INTERVENTIONS: Patients received 3 to 4 courses of cisplatin. vinblastine, and bleomycin (PVB). After chemotherapy, suitable patients had re-staging laparotomy. Maintenance vinblastine therapy was originally given but was discontinued for all patients in 1981. Patients with persistent or recurrent disease were treated with vincristine, dactinomycin, and cyclophosphamide (VAC) or etoposide plus cisplatin (EP).

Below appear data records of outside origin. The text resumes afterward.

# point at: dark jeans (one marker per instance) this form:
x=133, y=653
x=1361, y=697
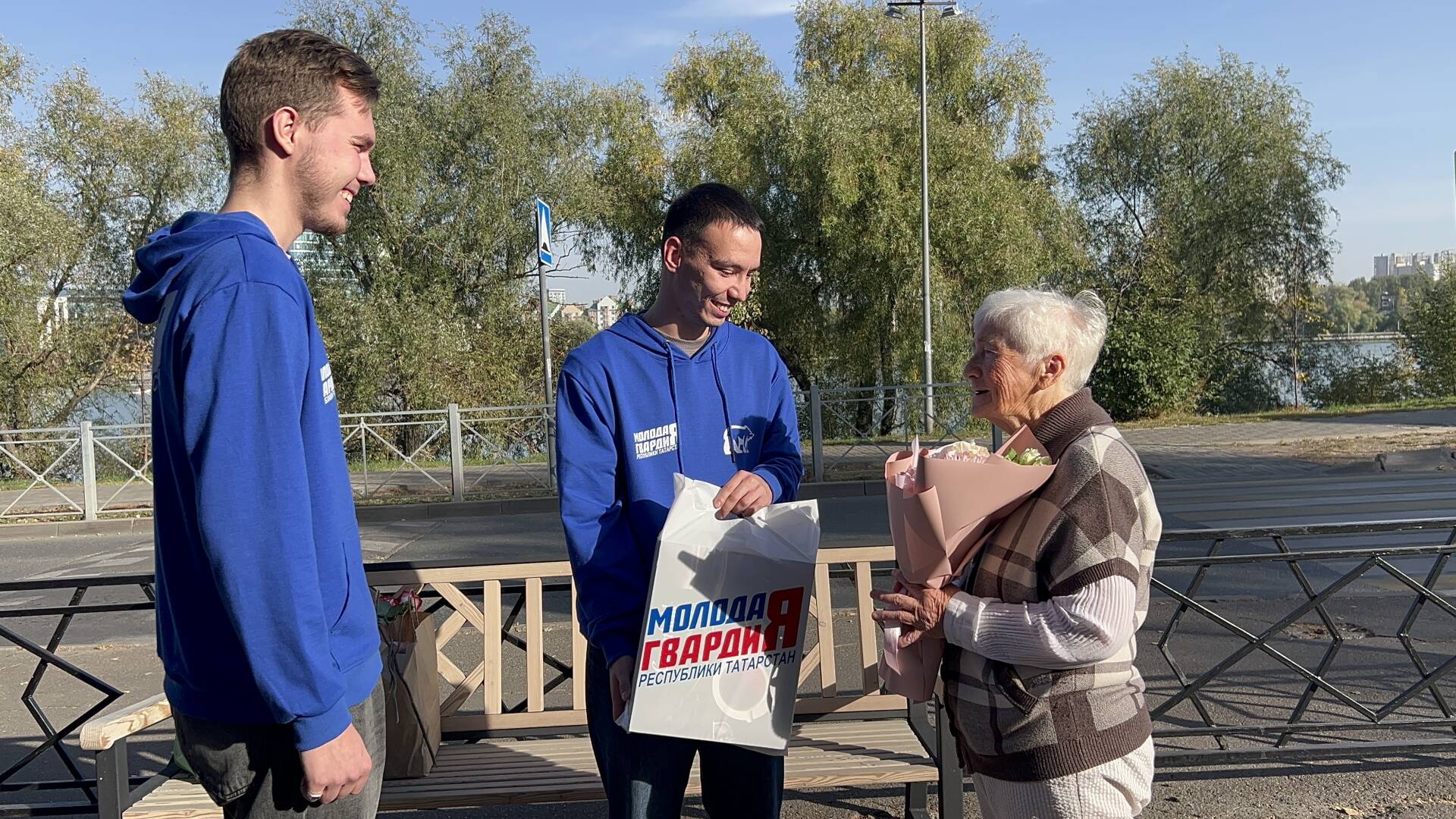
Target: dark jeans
x=645, y=776
x=254, y=771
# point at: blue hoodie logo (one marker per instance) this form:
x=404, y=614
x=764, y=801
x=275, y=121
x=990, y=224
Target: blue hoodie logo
x=655, y=441
x=737, y=441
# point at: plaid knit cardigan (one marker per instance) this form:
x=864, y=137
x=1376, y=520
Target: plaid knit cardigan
x=1095, y=518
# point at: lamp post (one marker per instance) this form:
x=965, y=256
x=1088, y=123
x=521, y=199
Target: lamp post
x=948, y=9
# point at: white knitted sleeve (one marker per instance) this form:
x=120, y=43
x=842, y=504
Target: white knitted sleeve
x=1062, y=632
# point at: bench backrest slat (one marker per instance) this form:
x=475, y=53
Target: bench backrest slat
x=529, y=582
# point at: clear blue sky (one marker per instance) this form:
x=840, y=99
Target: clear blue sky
x=1379, y=76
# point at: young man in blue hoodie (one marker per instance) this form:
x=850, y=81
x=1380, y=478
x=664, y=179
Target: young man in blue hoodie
x=265, y=624
x=674, y=390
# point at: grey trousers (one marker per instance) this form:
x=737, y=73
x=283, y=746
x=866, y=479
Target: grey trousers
x=254, y=771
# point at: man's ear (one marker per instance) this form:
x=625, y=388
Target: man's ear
x=284, y=131
x=672, y=254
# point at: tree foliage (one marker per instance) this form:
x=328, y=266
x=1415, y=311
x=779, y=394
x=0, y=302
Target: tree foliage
x=82, y=184
x=1201, y=191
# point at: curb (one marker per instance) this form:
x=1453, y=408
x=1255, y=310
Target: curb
x=388, y=513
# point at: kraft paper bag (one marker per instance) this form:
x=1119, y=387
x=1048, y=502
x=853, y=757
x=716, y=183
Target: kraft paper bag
x=411, y=698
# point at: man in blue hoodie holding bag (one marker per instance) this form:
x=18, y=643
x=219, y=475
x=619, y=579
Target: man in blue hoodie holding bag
x=674, y=390
x=265, y=624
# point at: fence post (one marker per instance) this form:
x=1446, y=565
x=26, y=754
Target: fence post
x=456, y=455
x=89, y=471
x=549, y=417
x=816, y=433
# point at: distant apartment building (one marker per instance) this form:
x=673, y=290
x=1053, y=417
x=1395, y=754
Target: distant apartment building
x=1408, y=264
x=604, y=312
x=316, y=259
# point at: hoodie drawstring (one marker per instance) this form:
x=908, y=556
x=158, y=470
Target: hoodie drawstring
x=672, y=394
x=723, y=397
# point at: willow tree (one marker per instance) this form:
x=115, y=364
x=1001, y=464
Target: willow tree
x=832, y=159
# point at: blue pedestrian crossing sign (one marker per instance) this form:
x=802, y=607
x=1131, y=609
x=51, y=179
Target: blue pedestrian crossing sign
x=544, y=251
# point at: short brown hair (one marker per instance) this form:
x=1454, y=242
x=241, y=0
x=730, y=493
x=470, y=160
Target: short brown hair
x=289, y=67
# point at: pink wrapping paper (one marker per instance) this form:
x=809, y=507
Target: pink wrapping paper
x=937, y=525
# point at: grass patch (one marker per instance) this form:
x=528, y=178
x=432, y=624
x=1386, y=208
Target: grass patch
x=1188, y=420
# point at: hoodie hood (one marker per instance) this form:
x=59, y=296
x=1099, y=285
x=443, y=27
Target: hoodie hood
x=168, y=253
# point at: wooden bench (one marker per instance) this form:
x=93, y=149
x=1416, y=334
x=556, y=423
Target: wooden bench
x=538, y=752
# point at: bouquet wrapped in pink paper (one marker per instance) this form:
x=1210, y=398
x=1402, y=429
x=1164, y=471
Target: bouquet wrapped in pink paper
x=941, y=504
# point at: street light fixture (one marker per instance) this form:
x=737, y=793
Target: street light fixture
x=948, y=9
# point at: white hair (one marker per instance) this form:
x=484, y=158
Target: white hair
x=1043, y=322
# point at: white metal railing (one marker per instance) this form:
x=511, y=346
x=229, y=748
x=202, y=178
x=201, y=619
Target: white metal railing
x=92, y=471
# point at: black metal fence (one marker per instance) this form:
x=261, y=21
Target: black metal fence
x=1241, y=673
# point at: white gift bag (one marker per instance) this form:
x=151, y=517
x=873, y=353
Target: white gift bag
x=724, y=632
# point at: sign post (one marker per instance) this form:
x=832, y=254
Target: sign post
x=544, y=257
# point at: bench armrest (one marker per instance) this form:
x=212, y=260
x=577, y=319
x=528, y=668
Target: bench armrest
x=102, y=732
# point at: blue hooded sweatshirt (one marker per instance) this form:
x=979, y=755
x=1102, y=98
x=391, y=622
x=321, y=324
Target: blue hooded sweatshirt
x=264, y=614
x=631, y=411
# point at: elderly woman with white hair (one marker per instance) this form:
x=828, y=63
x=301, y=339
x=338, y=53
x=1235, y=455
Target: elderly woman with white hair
x=1040, y=684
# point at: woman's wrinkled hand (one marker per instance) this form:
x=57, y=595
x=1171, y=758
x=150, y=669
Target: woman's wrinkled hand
x=919, y=610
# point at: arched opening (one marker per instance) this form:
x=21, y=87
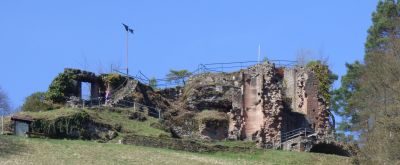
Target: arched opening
x=329, y=149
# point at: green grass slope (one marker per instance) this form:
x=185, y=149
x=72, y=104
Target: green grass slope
x=107, y=116
x=17, y=150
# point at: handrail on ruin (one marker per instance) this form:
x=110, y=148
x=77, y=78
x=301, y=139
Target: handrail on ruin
x=296, y=133
x=221, y=67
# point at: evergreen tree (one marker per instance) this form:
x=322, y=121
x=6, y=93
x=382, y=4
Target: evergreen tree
x=368, y=98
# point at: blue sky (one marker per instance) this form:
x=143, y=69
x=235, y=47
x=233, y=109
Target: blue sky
x=38, y=39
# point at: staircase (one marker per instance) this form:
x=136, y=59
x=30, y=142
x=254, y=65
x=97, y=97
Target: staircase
x=121, y=94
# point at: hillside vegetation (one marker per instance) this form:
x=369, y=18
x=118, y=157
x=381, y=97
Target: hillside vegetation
x=16, y=150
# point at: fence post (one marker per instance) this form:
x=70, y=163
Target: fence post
x=2, y=124
x=305, y=132
x=159, y=114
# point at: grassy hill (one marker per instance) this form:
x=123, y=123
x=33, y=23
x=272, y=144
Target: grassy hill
x=18, y=150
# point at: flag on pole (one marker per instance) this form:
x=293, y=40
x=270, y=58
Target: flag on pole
x=127, y=28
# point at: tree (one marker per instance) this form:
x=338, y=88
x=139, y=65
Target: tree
x=36, y=102
x=369, y=96
x=153, y=83
x=4, y=102
x=178, y=76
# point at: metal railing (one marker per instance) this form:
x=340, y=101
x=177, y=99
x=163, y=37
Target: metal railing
x=296, y=133
x=206, y=68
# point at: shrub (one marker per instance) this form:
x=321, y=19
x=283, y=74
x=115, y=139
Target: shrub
x=36, y=102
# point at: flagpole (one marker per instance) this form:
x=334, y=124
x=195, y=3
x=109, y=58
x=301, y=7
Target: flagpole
x=127, y=70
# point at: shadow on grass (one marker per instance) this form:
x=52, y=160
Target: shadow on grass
x=11, y=145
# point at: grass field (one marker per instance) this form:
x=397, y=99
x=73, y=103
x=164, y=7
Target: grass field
x=119, y=116
x=18, y=150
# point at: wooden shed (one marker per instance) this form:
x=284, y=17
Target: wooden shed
x=21, y=125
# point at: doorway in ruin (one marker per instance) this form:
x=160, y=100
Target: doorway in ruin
x=86, y=90
x=327, y=148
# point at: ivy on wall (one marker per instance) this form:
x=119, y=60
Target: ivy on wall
x=325, y=78
x=58, y=88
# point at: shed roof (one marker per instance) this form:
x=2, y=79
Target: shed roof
x=22, y=118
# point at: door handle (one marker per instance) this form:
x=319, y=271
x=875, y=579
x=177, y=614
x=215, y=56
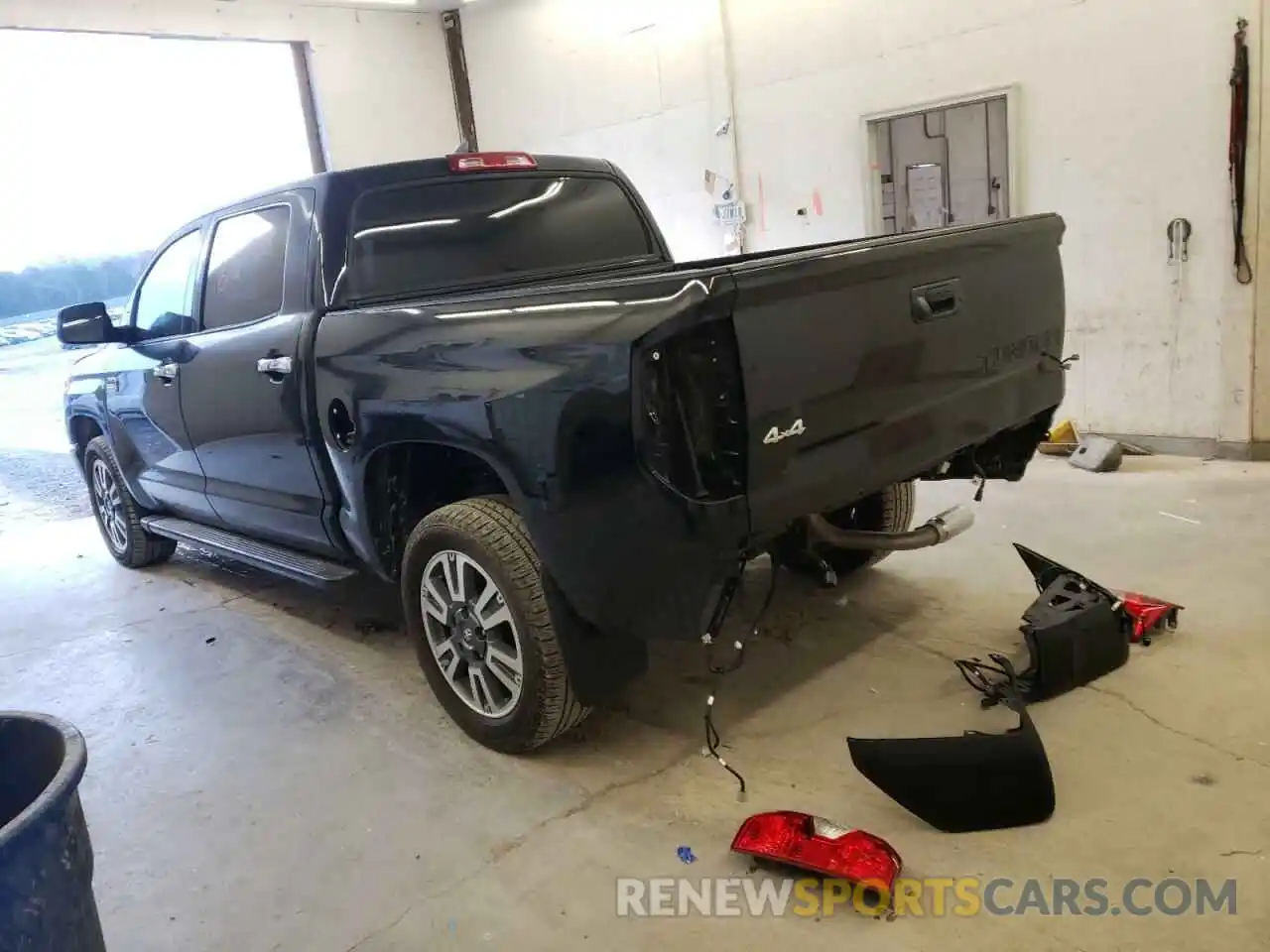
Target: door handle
x=273, y=366
x=931, y=302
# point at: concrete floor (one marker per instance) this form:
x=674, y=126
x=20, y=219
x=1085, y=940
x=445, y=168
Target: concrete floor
x=270, y=772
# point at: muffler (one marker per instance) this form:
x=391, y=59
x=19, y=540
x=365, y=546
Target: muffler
x=937, y=531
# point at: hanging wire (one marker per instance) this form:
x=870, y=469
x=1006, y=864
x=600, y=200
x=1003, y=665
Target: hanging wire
x=719, y=670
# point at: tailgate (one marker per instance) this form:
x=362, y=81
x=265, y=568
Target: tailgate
x=874, y=362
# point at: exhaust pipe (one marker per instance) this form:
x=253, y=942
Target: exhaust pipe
x=937, y=531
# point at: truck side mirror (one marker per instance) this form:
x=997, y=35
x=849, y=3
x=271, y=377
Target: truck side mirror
x=85, y=324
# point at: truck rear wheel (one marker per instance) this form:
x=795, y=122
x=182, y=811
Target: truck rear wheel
x=889, y=511
x=471, y=589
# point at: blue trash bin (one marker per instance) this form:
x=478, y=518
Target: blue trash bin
x=46, y=858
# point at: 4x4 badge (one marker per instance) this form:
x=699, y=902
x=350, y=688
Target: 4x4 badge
x=776, y=434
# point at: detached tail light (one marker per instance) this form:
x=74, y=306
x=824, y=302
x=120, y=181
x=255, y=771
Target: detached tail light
x=821, y=847
x=492, y=162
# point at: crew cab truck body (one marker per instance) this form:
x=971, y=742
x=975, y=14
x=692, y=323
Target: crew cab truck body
x=483, y=377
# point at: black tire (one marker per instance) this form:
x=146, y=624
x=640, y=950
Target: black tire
x=489, y=532
x=889, y=511
x=128, y=540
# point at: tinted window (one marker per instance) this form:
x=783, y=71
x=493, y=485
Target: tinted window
x=164, y=301
x=454, y=232
x=244, y=275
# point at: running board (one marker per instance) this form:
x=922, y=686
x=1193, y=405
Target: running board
x=272, y=557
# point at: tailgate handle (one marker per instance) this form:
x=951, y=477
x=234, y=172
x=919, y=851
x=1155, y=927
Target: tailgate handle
x=931, y=302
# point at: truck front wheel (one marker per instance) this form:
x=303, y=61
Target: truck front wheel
x=889, y=511
x=471, y=589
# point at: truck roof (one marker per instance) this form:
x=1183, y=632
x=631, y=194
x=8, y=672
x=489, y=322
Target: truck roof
x=365, y=177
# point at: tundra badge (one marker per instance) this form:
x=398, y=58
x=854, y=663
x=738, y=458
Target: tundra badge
x=776, y=434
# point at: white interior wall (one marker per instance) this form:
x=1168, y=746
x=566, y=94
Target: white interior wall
x=380, y=76
x=638, y=82
x=1121, y=126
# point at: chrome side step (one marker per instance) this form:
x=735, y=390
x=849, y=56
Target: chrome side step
x=272, y=557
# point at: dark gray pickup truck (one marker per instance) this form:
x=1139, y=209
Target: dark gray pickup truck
x=483, y=377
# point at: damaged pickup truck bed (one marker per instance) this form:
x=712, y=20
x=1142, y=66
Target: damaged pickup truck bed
x=485, y=380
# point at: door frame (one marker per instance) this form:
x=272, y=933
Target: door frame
x=1012, y=95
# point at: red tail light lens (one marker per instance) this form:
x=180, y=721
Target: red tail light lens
x=821, y=847
x=492, y=162
x=1147, y=613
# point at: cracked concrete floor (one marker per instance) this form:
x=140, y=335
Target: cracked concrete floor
x=268, y=771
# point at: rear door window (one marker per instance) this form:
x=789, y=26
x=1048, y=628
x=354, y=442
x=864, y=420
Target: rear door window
x=431, y=236
x=246, y=268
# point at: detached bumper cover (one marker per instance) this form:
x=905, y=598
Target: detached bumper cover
x=969, y=782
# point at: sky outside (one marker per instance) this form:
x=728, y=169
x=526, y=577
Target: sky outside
x=108, y=144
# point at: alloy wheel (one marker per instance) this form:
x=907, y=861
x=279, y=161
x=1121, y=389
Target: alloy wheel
x=108, y=502
x=472, y=635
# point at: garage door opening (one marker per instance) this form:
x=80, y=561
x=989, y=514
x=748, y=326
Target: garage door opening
x=945, y=164
x=112, y=141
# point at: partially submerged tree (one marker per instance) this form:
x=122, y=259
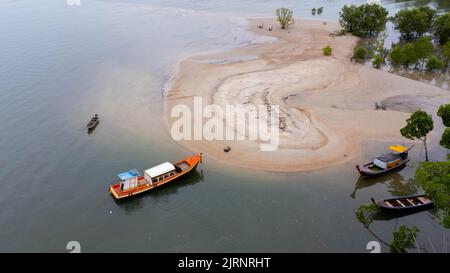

RESULTS: Of 35 patients with tumors other than dysgerminoma who had clinically measurable disease, 15 (43%; CI, 26% to 61%) had complete responses. Forty of fifty-six second-look laparotomies (71%; CI, 58% to 83%) revealed no tumor or mature teratoma. Forty-seven patients are still disease-free and 59 are alive. The survival rate is 71% (CI, 62% to 89%) and the disease-free rate is 51% (CI, 41% to 62%) at 2 years. Eight patients had durable remissions with second- or third-line therapy. Seven of eight patients with dysgerminoma are also disease-free.
CONCLUSIONS: Cisplatin-based chemotherapy is effective for patients with ovarian germ-cell tumors, is superior to previous regimens, and will cure a substantial number of patients.
Gynecologic Oncology Group, Philadelphia, Pennsylvania.